Ultima modifica: 16 Apr 2021

Si l’on ne peut traduire la jeune poète noire sous prétexte que l’on est blanc et non binaire, l’étape suivante risque d’être que les gens ne puissent pas la lire non plus, écrivent, par la voix de Suzanne Dracius, les membres du Parlement des écrivaines francophones dans une tribune au « Monde ». L’assignation raciale, donc raciste, rate l’essence même de la traduction.

Publié le 11 avril 2021 à 09h15 - Mis à jour le 13 avril 2021 à 06h59 Temps de Lecture 4 min

Tribune. Les trémulations autour de la traduction du poème d’Amanda Gorman The Hill We Climb (« La colline que nous gravissons ») ne doivent ni nous ébranler ni nous faire dévaler la colline qui nous hisse au-dessus des préjugés, ni nous faire régresser, réduisant à néant les progrès réalisés en matière d’antiracisme.

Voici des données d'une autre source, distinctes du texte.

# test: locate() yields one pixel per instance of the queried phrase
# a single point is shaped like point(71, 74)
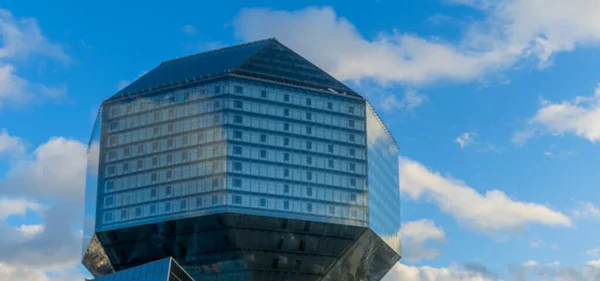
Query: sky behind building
point(495, 106)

Au Parlement des écrivaines francophones, nous tenons à ce que soit respecté notre droit à être traduites par une personne compétente, choisie en fonction de ses qualités et non de sa qualité.

Le visage de la beauté

Un excès de zèle ne doit pas nous précipiter du haut du morne escarpé escaladé à grand-peine, l’altière colline surplombant les ravines racistes.